London’s “most dangerous” junctions have been revealed as road safety campaigners accuse politicians of ignoring their concerns.

The London Cycling Campaign (LCC) has for the second year released a list of the ten intersections in the capital where cyclists face the most danger.

It has named a “junction cluster” in Upper Tooting Road, Tooting, along which cycle route CS7 runs, as being the worst for cyclists.

In total, 11 serious cyclist crashes and 20 slight collisions were recorded between 2019 and 2023 where the road intersects with four other streets, LCC has said.

This is the second year in a row that the campaign group has named this area London’s “most dangerous junction”.

Campaigners claim that despite calls to fix the junction, Wandsworth Council has so far “ignored” their concerns.

These junctions are all managed by TfL, but many of the side roads that feed into Upper Tooting Road are the responsibility of the local authority.

Wandsworth Council has said that it does not consider the four roads in the “cluster” – Ansell Road, Lessingham Avenue, Derinton Road, and Price Close – as having a single junction with Upper Tooting Road.

The local authority added: “Officers at the Council have been working hard with TfL, under whom responsibility for the majority of these junctions fall. This is to ensure safety is improved for everyone using the roads. 

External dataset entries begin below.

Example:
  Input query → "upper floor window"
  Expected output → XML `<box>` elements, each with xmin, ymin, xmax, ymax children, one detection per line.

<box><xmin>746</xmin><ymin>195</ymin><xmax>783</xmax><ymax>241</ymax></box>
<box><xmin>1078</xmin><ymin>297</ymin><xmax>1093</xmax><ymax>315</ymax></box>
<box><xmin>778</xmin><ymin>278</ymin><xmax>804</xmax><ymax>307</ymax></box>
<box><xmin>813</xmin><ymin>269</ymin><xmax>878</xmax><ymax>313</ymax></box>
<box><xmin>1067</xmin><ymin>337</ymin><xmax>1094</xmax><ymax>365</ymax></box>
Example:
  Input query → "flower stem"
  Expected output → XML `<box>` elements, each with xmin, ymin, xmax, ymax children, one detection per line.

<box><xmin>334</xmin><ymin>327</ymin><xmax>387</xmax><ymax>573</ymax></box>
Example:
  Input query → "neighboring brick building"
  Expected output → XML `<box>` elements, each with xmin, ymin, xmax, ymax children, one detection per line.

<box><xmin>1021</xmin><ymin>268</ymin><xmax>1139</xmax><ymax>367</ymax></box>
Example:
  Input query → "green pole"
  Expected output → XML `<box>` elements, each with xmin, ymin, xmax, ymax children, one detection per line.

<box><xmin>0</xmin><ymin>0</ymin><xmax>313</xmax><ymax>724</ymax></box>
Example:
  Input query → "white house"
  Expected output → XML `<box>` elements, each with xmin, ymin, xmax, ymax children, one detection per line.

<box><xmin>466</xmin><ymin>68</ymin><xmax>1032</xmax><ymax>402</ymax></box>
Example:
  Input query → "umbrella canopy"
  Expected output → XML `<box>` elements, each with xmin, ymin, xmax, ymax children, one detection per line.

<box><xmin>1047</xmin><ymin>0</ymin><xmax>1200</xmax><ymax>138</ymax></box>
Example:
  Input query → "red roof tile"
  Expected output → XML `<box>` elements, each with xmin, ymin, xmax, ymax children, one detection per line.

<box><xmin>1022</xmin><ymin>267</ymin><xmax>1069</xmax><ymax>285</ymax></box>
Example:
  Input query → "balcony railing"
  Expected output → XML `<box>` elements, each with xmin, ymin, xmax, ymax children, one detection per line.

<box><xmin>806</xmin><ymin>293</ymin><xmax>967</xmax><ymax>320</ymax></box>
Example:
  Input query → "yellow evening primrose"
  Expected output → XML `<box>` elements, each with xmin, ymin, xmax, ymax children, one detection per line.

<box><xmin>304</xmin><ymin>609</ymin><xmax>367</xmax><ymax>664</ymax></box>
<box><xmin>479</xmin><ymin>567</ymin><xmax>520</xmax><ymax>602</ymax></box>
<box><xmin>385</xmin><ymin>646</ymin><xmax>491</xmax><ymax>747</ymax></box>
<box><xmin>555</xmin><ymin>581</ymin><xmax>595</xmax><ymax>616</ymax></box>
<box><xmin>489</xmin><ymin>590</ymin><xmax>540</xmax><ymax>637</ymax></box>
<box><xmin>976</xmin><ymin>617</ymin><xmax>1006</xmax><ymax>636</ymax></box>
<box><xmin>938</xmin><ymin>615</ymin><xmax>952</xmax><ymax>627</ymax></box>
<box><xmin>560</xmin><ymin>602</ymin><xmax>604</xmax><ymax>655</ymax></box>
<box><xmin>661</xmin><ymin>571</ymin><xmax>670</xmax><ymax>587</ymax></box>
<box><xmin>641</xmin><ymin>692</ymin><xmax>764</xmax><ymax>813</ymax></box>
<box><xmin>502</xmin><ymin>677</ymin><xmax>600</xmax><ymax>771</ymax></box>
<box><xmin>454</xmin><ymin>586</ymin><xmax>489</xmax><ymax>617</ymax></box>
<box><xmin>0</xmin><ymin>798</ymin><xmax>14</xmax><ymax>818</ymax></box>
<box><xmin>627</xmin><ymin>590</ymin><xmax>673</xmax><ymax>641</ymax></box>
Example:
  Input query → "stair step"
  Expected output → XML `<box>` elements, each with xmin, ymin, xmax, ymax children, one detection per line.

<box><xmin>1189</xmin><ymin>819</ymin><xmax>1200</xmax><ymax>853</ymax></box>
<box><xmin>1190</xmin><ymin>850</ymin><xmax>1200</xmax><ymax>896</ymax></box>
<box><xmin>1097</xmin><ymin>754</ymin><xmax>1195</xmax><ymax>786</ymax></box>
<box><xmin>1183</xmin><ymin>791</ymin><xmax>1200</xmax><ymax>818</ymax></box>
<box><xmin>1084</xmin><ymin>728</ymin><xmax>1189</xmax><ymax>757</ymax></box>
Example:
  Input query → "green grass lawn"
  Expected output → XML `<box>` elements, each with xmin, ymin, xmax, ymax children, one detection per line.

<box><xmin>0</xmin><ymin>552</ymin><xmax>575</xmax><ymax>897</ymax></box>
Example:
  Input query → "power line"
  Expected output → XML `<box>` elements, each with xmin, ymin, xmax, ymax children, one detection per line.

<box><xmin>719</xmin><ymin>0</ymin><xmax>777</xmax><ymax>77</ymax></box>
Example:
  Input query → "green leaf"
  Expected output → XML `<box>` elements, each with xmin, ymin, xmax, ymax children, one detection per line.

“The council has been in extensive dialogue for many years with both the Wandsworth Cycling Campaign and the London Cycling Campaign discussing road danger and will continue to do so.”

The full list of the most dangerous junctions for cycling according to the LCC is as follows:

  1. Upper Tooting Road cluster (TfL/Wandsworth)
  2. Great Eastern Street/Curtain Road (TfL/Hackney)
  3. Clapham High Street/Lendal Terrace (TfL/Lambeth)
  4. Wandsworth Road/Silverthorne Road (Lambeth)
  5. “Holborn” Southampton Row/Theobalds Road (Camden)
  6. Knightsbridge/Albert Gate/Sloane Street/Brompton Road (TfL/Kensington & Chelsea/Westminster)
  7. Lambeth Road/Kennington Road (Lambeth/Southwark)
  8. Royal College Street/Baynes Street (Camden)
  9. Mitcham Road/Leighton Street (Croydon)
  10. Seven Sisters Road/Blackstock Road/Stroud Green Road (TfL/Hackney/Haringey/Islington)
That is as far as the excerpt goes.